However, the exact order of addition of the conventional ingredients is not particularly important. As a non-limiting example, the buffer may be added after all the active ingredients have been mixed, not after preparation of a solution containing only one of them. Generally, adjustment of the osmotic pressure and pH is the final step of the preparation, but the addition of salt, acid and base during the other steps of the present invention is within the scope of the present invention Are considered by the
The solution was terminally sterilized by conventional methods such as heating at elevated temperature, preferably 50 ° C. to 80 ° C., more preferably 60 ° C. to 80 ° C., for a period of 30 minutes to several hours.
Preferably, the sterile composition was heated at 70 ° C. for 1 hour and then the solution was obtained by passing through a 0.22 mm PES sterile filter and filtering (disclosed in US20110195925A1, see by reference). Built in).
More preferably, the sterile composition was obtained by filtering the solution through a 0.22 mm sterile filter.
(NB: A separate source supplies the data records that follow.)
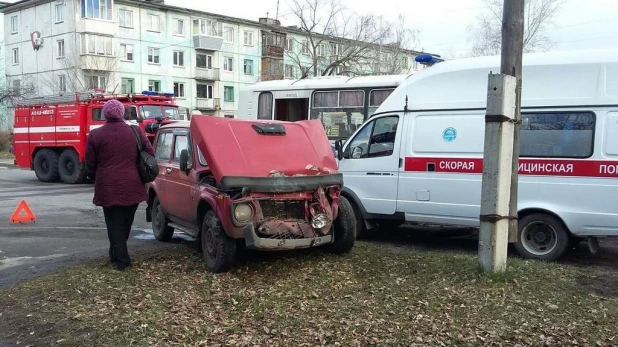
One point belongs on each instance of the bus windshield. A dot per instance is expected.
(155, 111)
(343, 111)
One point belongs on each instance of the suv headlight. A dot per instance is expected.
(243, 212)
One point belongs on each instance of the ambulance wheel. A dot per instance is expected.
(70, 169)
(219, 250)
(46, 166)
(344, 229)
(542, 237)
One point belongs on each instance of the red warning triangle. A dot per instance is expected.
(17, 216)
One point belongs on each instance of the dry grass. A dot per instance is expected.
(372, 296)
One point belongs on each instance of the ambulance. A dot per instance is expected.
(419, 158)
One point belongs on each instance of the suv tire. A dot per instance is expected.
(344, 228)
(218, 249)
(46, 166)
(160, 228)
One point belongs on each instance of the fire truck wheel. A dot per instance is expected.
(541, 237)
(70, 169)
(344, 228)
(219, 250)
(162, 231)
(46, 166)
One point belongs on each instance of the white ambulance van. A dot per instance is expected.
(419, 157)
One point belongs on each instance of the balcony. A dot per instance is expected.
(207, 74)
(209, 43)
(208, 104)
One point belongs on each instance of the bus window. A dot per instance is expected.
(341, 112)
(265, 106)
(376, 98)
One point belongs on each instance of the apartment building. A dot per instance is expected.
(126, 46)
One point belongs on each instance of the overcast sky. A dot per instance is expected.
(580, 24)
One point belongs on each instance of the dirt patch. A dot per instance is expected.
(604, 285)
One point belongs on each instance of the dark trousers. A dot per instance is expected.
(119, 220)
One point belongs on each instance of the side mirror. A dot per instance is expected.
(184, 161)
(339, 149)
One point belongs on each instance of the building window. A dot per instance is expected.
(248, 38)
(179, 58)
(154, 86)
(228, 64)
(152, 23)
(60, 48)
(179, 28)
(15, 56)
(96, 82)
(228, 34)
(289, 71)
(59, 12)
(125, 17)
(127, 52)
(97, 9)
(14, 24)
(228, 94)
(62, 83)
(127, 85)
(207, 27)
(557, 134)
(179, 90)
(248, 67)
(204, 91)
(203, 61)
(153, 55)
(95, 44)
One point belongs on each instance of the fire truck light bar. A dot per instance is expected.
(148, 92)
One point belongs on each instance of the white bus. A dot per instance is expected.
(342, 103)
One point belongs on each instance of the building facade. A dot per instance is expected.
(128, 46)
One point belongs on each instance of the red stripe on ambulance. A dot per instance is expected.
(534, 167)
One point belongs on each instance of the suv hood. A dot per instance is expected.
(254, 148)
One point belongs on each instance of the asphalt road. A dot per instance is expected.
(68, 227)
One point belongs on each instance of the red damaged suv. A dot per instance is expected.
(273, 185)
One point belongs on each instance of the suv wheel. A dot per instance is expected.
(219, 250)
(160, 228)
(344, 228)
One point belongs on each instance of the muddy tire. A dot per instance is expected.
(70, 169)
(541, 237)
(160, 228)
(344, 228)
(46, 166)
(218, 249)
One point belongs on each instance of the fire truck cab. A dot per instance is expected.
(50, 132)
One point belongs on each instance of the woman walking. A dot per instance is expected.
(111, 154)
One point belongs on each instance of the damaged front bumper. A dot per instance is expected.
(254, 241)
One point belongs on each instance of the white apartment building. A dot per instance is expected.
(125, 46)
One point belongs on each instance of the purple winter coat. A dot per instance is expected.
(111, 153)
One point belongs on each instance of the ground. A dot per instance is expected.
(412, 286)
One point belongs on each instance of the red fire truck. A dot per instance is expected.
(50, 132)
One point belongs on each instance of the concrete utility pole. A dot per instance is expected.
(500, 163)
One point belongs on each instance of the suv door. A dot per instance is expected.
(371, 164)
(163, 155)
(181, 183)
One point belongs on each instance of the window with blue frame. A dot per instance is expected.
(97, 9)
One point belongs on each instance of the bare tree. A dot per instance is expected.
(486, 35)
(334, 39)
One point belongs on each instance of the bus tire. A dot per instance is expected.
(69, 167)
(46, 166)
(541, 237)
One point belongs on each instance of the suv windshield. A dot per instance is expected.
(159, 111)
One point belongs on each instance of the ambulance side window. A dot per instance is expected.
(376, 139)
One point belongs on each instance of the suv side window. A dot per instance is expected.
(181, 142)
(163, 152)
(376, 139)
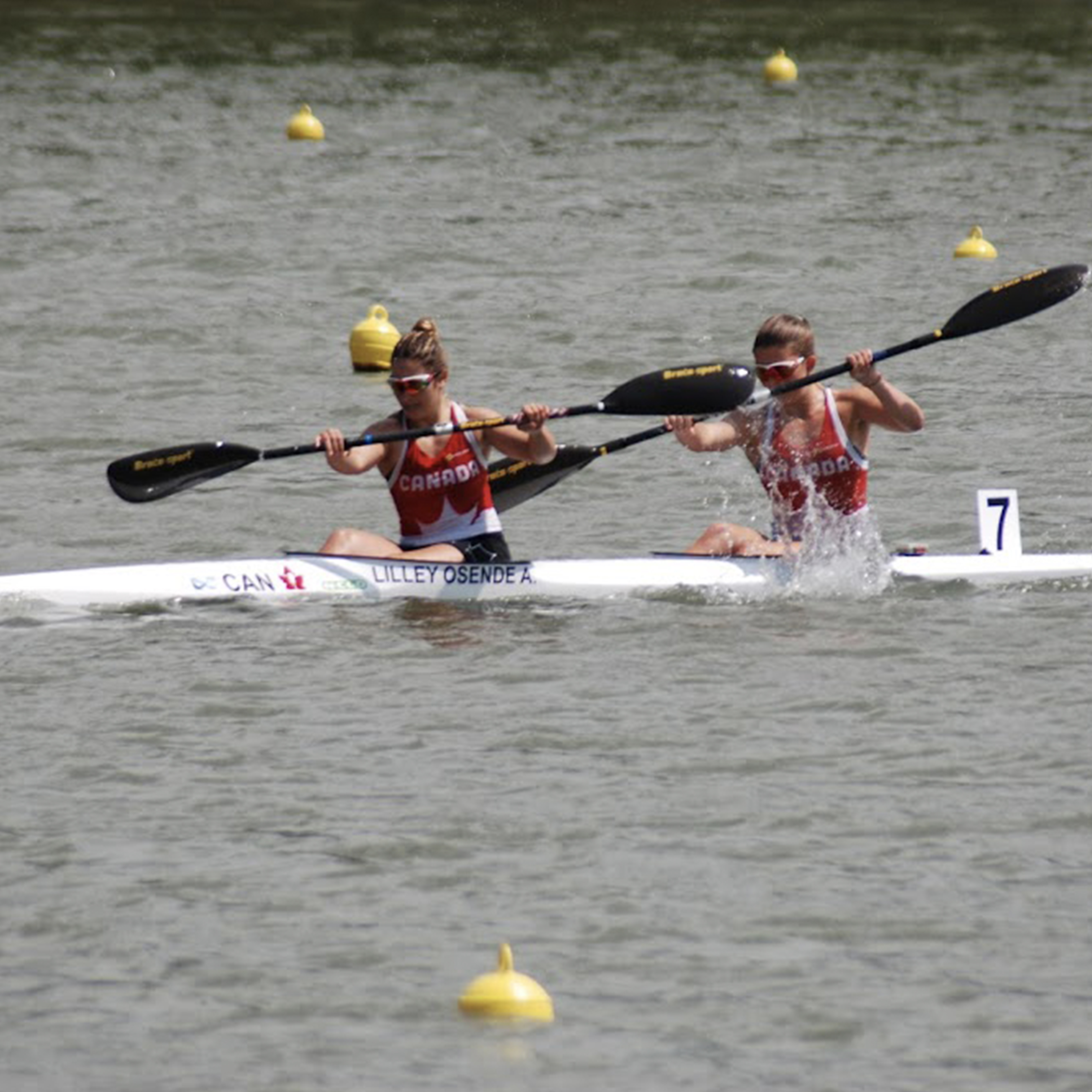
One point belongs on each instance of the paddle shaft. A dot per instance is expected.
(444, 429)
(839, 370)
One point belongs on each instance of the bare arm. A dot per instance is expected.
(710, 435)
(531, 440)
(879, 402)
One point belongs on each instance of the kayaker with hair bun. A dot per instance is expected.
(439, 484)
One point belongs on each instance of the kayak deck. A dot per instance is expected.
(309, 576)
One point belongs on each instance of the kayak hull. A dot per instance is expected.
(317, 576)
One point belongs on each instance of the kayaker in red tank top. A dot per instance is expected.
(813, 444)
(438, 483)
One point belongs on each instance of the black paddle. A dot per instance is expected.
(700, 389)
(514, 481)
(995, 307)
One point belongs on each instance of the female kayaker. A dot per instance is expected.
(439, 484)
(810, 446)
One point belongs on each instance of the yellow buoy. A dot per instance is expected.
(780, 69)
(505, 994)
(305, 126)
(373, 341)
(976, 246)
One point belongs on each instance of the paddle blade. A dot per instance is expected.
(151, 475)
(700, 389)
(515, 481)
(1017, 300)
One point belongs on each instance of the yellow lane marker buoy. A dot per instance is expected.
(780, 69)
(305, 126)
(505, 994)
(976, 246)
(373, 341)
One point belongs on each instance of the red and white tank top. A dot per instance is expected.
(830, 467)
(447, 497)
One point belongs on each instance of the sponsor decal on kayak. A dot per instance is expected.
(243, 584)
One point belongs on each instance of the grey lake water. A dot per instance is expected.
(840, 840)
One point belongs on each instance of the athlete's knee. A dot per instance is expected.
(338, 542)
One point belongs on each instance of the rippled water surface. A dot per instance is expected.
(838, 840)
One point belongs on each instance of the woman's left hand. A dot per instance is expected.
(533, 416)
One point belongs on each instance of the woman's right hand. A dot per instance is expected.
(333, 443)
(682, 425)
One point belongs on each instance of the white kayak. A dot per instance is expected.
(308, 576)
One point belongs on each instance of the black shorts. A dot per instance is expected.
(483, 550)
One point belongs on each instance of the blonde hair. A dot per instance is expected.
(787, 331)
(423, 346)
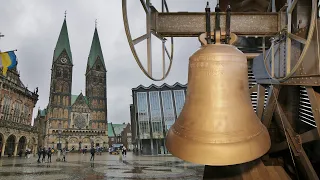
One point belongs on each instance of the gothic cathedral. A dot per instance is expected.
(77, 121)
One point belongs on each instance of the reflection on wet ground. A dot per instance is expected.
(105, 166)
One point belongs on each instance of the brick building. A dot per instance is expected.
(16, 109)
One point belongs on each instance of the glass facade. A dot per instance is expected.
(155, 112)
(168, 111)
(179, 98)
(143, 115)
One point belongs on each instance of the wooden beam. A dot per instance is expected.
(271, 104)
(314, 98)
(306, 137)
(261, 97)
(192, 24)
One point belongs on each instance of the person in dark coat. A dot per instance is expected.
(39, 154)
(92, 151)
(49, 154)
(43, 152)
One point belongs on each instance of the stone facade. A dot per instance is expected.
(76, 121)
(16, 109)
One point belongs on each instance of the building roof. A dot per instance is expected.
(74, 98)
(118, 128)
(159, 87)
(110, 130)
(63, 42)
(43, 112)
(95, 51)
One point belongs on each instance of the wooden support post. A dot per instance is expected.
(253, 89)
(295, 145)
(271, 104)
(261, 97)
(314, 98)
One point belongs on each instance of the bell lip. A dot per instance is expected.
(239, 154)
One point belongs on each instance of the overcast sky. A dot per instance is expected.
(33, 28)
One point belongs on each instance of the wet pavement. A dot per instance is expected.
(105, 166)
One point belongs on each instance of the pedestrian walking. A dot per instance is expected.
(92, 151)
(124, 151)
(49, 154)
(64, 153)
(43, 152)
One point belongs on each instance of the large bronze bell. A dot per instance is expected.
(218, 125)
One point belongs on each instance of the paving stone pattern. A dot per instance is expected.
(105, 166)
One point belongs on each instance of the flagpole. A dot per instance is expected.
(1, 35)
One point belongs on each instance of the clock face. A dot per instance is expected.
(63, 60)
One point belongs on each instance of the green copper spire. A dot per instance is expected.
(63, 42)
(95, 51)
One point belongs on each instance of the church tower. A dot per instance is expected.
(61, 82)
(96, 88)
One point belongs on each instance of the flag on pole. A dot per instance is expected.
(8, 61)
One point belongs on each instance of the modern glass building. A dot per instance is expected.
(153, 112)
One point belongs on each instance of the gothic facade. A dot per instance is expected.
(76, 121)
(16, 109)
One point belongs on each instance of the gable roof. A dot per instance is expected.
(75, 97)
(95, 51)
(63, 43)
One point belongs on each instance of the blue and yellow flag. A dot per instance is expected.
(8, 61)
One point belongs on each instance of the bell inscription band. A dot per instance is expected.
(218, 125)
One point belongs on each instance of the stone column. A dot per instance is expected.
(15, 149)
(3, 149)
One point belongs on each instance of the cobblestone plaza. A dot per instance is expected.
(105, 166)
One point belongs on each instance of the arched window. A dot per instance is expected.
(66, 87)
(65, 73)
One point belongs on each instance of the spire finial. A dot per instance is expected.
(65, 14)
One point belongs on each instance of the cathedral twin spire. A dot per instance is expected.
(63, 44)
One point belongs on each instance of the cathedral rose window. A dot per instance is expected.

  The following examples illustrate the invention and do not limit it.

Example 1
Preparation of Eye Drops Six eye drops 1-6 were prepared by dissolving the components shown in Table 1 below in a predetermined amount of water at room temperature. After complete solubilization of all components, the solution was heated at 70 ° C. for 1 hour. After the heat treatment step, the aqueous solution was filtered using a 0.22 mm PES sterile filter to provide a sterile solution.

  The six eye drops 1-6, prepared as described above, had the properties summarized in Table 2 below.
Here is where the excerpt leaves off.